Daniel Milzman, 20, was sentenced today to one year and one day in prison on a federal offense stemming from the discovery of a plastic bag of lethal ricin in a dormitory room where he was staying while he was a student at Georgetown University.
The sentencing was announced by U.S. Attorney Ronald C. Machen Jr. and Andrew G. McCabe, Assistant Director in Charge of the FBI’s Washington Field Office.

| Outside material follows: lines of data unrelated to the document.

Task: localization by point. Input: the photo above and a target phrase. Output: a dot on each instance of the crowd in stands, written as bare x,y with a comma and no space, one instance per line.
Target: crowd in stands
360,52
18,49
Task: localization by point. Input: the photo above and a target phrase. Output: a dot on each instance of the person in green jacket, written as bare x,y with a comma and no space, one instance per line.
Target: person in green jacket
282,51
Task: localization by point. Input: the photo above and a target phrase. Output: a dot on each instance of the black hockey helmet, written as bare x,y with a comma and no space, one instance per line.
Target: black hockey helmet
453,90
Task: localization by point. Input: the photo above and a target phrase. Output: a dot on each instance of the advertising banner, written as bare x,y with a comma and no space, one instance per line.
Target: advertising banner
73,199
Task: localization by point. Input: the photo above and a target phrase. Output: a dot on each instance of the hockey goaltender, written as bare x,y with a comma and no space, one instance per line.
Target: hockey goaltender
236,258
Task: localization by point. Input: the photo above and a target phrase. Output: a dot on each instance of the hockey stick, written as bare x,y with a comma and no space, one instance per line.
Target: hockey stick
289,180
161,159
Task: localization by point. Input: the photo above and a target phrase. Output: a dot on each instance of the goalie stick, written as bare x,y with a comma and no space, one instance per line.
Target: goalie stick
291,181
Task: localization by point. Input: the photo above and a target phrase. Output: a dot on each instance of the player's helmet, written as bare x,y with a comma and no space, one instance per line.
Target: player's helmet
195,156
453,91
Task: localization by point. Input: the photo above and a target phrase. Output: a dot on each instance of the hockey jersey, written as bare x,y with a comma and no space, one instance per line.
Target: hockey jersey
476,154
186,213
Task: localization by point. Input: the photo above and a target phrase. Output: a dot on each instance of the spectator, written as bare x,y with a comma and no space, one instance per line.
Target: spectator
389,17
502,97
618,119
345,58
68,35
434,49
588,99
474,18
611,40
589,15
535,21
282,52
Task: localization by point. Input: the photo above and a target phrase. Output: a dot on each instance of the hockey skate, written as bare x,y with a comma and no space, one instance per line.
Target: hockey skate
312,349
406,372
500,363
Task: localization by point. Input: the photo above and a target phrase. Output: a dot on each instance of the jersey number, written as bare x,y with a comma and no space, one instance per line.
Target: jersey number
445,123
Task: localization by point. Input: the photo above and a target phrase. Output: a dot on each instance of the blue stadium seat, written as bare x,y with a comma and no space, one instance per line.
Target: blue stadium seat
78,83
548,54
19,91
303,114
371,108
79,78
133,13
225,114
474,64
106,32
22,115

Milzman, of Bethesda, Md., pled guilty in September 2014 in the U.S. District Court for the District of Columbia to a charge of unregistered possession of a biological agent or toxin. He was sentenced by the Honorable Ketanji Brown Jackson. The plea agreement, which was contingent upon the Court’s approval, called for a prison sentence falling somewhere within the range of a year and a day to two years of incarceration.
Following the prison term, Milzman will be placed on three years of supervised release. Judge Jackson ordered that Milzman complete 400 hours of community service during that time, to be focused on tutoring underprivileged students in math and physics. She also required him to participate in a mental health program.
This is the kind of argument you get to present if your parents are local doctors who’ve gotten you good lawyers and a bed in an inpatient program at your mother’s hospital.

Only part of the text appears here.